For those who prefer to pack in as much as possible, the 14-day Grand Irish Odyssey is one of this year’s best-sellers for Grand UK Holidays. It takes in the Ring of Kerry, Galway, Dublin, Killarney, The Giant’s Causeway and Derry, departing in July and September.

Scottish operator Rabbie’s Small Group Tours has a similarly comprehensive itinerary, The Complete Ireland Experience, which combines three of its shorter breaks into an 11-day circuit.

It marries urban highlights such as Belfast and Derry with the rugged coastlines of Kerry and Dingle, with some Gaelic culture and country pubs along the way (from €1,246 staying in B&Bs).

A fortnight is even enough time to complete a full loop of the island.

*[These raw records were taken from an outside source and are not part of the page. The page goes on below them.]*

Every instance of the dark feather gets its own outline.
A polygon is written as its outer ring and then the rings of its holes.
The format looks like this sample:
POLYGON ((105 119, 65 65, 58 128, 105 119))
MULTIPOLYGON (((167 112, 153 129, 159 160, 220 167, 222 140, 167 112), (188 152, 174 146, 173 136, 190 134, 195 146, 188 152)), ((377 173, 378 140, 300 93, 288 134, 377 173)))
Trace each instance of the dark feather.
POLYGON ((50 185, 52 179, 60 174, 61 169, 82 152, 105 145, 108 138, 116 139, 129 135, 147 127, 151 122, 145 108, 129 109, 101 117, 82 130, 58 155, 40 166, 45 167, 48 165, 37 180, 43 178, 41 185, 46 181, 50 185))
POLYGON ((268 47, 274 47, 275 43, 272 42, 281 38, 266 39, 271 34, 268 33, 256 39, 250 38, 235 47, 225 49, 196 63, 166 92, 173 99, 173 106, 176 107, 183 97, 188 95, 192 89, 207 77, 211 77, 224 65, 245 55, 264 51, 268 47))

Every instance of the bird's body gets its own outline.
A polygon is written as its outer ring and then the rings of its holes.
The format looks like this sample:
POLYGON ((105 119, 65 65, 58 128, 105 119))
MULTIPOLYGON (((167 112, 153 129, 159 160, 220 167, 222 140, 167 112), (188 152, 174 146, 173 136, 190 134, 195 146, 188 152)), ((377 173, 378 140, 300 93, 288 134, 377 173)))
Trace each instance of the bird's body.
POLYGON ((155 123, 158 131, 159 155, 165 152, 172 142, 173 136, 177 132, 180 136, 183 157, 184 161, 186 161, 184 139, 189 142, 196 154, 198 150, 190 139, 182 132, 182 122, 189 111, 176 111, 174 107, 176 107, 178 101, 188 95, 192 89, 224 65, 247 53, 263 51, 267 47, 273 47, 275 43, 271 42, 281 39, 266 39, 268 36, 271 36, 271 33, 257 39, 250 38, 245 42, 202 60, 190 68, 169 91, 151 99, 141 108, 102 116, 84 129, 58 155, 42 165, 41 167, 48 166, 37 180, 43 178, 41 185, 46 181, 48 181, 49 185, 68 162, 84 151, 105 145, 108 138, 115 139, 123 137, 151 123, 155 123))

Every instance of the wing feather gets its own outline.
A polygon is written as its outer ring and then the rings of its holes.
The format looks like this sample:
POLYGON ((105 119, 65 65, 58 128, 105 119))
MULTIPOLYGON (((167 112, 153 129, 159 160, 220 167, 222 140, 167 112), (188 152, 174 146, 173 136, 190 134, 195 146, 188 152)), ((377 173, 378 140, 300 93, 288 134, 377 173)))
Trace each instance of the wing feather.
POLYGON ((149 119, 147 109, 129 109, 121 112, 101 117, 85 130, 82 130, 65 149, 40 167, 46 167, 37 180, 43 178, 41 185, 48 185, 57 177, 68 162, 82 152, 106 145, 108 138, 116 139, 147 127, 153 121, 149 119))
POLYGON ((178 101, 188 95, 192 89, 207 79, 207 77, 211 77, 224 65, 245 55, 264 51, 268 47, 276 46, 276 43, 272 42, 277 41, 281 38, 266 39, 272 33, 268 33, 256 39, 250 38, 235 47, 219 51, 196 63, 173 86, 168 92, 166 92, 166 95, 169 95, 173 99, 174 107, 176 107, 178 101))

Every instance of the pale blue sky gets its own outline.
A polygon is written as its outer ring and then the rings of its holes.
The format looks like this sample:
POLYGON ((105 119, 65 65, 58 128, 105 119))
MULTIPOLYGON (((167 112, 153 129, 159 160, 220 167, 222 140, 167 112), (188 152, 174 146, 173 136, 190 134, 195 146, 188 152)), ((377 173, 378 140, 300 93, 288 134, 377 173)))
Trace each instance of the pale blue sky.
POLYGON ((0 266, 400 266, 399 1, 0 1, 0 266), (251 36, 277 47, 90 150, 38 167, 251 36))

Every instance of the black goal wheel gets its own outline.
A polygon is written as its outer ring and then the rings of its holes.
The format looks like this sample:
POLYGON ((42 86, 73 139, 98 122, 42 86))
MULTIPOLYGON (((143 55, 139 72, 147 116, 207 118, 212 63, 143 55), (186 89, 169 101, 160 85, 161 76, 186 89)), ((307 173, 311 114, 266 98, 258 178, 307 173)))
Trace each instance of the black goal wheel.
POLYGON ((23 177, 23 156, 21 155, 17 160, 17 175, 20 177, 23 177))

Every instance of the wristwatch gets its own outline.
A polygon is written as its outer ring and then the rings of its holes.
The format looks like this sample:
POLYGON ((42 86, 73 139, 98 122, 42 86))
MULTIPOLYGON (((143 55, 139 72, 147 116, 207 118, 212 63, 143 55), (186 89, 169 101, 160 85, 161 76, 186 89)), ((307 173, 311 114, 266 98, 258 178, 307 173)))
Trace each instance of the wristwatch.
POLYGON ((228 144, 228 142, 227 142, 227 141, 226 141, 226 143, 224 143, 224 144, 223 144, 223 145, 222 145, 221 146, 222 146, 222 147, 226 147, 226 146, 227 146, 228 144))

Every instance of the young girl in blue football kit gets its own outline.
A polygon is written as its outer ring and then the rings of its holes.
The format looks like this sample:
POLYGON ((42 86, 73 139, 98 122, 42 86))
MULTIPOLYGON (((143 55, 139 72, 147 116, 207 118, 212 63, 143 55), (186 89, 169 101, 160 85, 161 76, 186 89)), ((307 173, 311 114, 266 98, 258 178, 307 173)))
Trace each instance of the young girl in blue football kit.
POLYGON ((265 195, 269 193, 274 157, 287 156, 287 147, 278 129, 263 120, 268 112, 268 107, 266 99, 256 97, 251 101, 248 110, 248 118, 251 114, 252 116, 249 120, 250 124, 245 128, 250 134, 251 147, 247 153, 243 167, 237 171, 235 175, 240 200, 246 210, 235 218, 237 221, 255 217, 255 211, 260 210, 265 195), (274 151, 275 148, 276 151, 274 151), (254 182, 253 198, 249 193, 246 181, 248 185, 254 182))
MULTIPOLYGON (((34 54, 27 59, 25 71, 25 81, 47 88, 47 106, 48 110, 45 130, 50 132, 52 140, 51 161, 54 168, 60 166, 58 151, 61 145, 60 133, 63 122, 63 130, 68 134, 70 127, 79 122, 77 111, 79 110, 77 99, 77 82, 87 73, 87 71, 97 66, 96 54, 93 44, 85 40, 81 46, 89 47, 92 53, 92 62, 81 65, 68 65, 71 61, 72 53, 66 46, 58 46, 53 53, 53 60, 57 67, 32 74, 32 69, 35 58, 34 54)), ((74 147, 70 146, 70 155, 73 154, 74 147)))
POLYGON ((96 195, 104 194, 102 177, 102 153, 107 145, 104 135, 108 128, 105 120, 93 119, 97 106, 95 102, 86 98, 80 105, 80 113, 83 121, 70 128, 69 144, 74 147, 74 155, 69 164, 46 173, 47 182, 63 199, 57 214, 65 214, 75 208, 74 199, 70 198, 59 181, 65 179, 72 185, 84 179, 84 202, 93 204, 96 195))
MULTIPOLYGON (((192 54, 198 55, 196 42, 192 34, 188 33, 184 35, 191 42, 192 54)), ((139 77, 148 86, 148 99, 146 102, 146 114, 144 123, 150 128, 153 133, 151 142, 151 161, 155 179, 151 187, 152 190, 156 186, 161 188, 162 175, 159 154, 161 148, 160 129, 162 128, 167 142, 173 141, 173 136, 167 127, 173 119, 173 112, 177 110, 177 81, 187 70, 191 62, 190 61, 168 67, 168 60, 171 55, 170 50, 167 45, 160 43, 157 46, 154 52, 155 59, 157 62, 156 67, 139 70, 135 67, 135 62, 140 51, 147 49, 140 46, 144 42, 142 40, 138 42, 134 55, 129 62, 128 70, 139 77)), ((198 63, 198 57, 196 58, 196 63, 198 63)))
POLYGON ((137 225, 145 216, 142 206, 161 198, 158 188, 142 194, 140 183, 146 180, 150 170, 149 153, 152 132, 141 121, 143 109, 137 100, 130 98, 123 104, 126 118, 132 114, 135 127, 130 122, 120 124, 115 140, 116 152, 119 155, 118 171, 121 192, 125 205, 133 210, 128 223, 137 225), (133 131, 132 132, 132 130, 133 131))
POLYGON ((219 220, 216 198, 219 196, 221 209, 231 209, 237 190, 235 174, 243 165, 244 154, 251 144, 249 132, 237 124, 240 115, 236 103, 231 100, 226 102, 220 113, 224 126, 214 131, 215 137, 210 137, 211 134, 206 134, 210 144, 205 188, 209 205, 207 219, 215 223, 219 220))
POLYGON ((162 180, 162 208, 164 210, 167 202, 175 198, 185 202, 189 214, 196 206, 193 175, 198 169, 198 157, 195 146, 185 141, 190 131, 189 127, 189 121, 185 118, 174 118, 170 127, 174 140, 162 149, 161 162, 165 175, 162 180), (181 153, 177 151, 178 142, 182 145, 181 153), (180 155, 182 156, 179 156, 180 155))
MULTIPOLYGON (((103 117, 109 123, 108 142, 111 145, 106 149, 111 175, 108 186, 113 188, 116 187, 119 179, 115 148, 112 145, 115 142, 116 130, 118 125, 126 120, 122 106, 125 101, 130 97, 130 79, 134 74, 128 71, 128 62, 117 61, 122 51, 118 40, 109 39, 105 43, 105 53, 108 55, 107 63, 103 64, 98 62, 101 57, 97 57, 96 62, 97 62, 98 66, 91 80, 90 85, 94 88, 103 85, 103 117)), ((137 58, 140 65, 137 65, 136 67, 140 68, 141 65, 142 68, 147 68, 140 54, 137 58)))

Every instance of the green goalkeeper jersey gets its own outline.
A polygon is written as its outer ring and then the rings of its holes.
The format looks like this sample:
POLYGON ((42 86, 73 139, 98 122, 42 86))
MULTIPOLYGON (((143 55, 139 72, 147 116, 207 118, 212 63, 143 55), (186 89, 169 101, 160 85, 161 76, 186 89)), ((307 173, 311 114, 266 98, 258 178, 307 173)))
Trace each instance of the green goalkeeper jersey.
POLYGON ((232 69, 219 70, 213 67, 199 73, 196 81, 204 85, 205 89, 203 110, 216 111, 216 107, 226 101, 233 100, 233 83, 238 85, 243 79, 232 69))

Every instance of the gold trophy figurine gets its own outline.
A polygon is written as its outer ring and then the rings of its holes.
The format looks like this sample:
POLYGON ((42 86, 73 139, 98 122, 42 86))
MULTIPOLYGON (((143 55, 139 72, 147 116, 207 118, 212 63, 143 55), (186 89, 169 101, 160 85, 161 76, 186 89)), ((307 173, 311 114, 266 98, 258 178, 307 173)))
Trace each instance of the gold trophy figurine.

CIE Tours’ newest route, Ireland’s Wild Atlantic Way, is a 13-day escorted tour which not only covers the west coast, via Achill Island and a Donegal bay cruise, but also returns through Derry, Belfast and Dublin (from £1,349, land-only).

The only problem may be convincing your clients to come home.

Ask the Experts

Chris Hagan, SuperBreak
“Flights departing on a Friday and returning Sunday can be more expensive, but accommodation in Ireland is some of the best value in Europe, so encourage clients to extend their stay a night or two, often for less than the difference in cost.”

Paul Melinis, Insight Vacations
“Ireland is the perfect destination for a week-long break as its small size means you can cover a lot of ground in a short time, packing in key highlights while still allowing time to relax.”

Ann Pye, Irish Ferries
“Ireland is the obvious self-drive destination for those living in, or west of, Manchester, Birmingham or Bristol, with good road networks to ports at Holyhead on Anglesey and Pembroke in South Wales.

“Many featured cottages offer a second week free in shoulder season; great for families with pre-school kids and grandparents who can come along for the price of the ferry crossing – £32 return.”